莫詞晚扶著莫詞竹坐下:“你們療傷,我來便好。”

其他人見她已經開始給莫詞竹調理靈氣了,便也開始調理自己的傷勢。

羽卿實力最強,她受傷倒是最輕,但因為致命的幾擊都是她所貢獻的,所以她此刻也是靈力空虛。

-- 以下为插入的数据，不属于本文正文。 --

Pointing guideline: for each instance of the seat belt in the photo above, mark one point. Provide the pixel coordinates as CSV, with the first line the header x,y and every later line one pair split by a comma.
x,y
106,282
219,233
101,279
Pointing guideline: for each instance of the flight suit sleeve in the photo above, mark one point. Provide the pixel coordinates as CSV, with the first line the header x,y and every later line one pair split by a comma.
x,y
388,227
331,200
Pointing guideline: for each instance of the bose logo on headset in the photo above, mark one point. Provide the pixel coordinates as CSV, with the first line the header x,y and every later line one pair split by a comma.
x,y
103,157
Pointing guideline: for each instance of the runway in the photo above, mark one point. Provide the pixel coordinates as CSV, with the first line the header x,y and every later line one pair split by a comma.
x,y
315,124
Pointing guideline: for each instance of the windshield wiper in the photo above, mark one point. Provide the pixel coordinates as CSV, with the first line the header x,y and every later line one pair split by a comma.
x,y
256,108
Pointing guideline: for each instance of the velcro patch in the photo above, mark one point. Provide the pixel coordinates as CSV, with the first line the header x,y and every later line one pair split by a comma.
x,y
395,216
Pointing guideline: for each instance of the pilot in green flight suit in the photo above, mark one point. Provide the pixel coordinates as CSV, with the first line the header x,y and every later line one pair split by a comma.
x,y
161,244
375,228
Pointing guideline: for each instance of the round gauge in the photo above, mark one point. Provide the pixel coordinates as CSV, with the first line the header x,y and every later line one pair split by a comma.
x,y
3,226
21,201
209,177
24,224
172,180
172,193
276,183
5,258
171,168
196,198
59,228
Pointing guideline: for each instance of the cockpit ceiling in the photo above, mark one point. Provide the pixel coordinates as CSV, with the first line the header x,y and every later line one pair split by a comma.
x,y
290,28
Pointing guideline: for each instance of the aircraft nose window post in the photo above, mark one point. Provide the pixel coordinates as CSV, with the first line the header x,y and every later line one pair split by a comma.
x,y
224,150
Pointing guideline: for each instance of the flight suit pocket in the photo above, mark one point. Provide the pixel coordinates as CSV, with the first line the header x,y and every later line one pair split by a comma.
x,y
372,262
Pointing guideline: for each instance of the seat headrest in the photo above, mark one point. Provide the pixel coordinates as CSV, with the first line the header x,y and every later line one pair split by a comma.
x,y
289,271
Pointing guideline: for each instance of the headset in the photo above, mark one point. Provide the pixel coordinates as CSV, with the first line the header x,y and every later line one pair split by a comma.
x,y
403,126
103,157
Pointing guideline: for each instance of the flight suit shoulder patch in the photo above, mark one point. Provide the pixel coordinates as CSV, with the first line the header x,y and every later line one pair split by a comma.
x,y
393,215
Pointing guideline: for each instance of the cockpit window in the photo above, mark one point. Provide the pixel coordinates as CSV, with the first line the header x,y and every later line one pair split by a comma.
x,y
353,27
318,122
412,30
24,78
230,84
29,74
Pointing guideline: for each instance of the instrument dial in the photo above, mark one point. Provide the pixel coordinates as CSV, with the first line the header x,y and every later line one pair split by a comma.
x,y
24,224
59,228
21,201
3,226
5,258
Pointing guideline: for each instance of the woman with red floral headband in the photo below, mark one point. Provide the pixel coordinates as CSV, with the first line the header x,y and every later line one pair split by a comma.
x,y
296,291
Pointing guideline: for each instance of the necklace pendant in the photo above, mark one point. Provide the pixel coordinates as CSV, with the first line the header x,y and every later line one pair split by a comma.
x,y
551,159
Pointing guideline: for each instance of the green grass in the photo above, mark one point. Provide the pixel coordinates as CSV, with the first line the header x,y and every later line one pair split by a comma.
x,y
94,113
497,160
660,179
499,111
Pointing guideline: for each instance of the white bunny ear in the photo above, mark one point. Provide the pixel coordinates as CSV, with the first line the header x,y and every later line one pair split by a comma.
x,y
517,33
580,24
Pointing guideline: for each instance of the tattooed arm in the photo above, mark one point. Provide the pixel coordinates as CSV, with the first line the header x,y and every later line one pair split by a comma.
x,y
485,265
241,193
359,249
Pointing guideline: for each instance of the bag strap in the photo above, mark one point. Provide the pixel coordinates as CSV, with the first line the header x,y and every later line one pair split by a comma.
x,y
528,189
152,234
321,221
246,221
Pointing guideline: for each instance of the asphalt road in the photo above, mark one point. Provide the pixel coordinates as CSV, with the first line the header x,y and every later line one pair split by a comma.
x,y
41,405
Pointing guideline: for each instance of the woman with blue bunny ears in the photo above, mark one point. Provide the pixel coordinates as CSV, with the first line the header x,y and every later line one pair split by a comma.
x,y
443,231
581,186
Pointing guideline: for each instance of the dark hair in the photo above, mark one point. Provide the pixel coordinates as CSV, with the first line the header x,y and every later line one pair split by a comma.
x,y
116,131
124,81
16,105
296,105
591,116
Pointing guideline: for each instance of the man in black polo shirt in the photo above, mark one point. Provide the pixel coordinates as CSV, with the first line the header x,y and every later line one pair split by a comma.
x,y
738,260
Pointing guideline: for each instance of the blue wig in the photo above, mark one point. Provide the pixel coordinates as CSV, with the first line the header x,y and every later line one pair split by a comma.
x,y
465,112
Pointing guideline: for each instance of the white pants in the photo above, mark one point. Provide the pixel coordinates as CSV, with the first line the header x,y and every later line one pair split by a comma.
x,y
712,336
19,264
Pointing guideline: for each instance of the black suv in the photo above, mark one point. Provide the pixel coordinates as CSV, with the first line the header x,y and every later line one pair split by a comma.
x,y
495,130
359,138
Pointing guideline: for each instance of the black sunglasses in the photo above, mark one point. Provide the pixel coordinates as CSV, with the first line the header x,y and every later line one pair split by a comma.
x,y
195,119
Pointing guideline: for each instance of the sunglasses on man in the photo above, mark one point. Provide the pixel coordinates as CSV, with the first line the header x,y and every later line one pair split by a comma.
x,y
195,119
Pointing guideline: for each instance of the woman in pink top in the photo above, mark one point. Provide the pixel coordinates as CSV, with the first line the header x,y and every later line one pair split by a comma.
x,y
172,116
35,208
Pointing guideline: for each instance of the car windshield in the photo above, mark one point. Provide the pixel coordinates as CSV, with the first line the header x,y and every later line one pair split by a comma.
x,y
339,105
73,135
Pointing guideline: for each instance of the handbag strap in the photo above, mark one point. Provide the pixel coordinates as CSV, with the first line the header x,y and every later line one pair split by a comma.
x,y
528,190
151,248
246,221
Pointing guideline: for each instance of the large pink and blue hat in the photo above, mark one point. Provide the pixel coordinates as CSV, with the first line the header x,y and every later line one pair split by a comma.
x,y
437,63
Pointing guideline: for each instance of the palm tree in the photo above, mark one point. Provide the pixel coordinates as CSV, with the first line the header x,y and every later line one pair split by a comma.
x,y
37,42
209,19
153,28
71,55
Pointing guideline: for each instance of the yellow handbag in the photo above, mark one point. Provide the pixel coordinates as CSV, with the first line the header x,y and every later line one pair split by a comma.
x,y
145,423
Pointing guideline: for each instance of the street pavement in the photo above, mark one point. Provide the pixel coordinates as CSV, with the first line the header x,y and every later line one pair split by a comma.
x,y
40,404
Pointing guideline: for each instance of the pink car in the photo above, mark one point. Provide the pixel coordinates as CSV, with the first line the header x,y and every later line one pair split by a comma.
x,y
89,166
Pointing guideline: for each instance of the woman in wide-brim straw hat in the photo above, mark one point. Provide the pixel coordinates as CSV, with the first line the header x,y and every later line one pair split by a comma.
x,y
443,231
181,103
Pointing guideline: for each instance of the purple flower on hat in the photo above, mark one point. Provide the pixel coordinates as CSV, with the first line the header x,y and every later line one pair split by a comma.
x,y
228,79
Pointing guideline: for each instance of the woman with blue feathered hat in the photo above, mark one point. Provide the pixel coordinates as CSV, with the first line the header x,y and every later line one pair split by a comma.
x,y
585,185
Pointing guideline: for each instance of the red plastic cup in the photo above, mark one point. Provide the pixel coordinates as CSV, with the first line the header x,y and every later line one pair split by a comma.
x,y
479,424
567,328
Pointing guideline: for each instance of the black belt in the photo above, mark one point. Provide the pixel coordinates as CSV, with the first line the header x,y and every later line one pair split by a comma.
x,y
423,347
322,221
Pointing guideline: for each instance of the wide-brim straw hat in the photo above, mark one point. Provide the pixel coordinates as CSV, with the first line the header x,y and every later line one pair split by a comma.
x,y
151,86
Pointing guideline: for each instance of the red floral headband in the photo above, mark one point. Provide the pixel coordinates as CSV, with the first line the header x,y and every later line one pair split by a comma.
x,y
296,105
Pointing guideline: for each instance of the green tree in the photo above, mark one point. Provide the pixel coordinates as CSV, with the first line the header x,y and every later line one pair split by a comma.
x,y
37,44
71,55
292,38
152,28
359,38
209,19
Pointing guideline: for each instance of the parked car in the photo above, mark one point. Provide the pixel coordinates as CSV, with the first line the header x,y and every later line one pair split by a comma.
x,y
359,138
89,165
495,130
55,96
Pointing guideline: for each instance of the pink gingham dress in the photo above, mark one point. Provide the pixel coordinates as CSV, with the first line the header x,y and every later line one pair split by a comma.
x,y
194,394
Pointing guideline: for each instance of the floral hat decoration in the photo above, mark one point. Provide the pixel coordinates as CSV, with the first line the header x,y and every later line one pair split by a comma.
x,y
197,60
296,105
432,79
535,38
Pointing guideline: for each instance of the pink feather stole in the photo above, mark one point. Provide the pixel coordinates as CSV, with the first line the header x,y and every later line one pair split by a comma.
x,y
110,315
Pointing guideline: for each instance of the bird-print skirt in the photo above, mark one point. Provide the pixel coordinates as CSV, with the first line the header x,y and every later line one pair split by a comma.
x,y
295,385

她過去將犼獸的內丹刨了出來,丟給了莫詞晚:“給阿竹服下。”

“多謝。”莫詞晚接過去,扶著莫詞竹,內丹抵著她的唇瓣,但或許是味道有些腥,懷中的人兒皺著眉頭,似乎格外的嫌棄,甚至本能的轉開頭。

莫詞晚有些無奈:“竹兒乖。”

但這次即便是莫詞晚哄也沒用,莫詞竹就是偏過頭,不肯服下。

莫詞晚看著她皺著的眉頭,從儲物戒取出一顆松子糖:“竹兒,我們先吃糖好不好?”

松子糖抵著她的唇瓣,這次懷裏的人兒終於松開了唇瓣,讓松子糖進入了口中。

莫詞晚趁機將內丹給她餵了進去,結果莫詞晚有點小瞧了吃貨的倔強,剛剛餵進去,莫詞竹就想吐出來。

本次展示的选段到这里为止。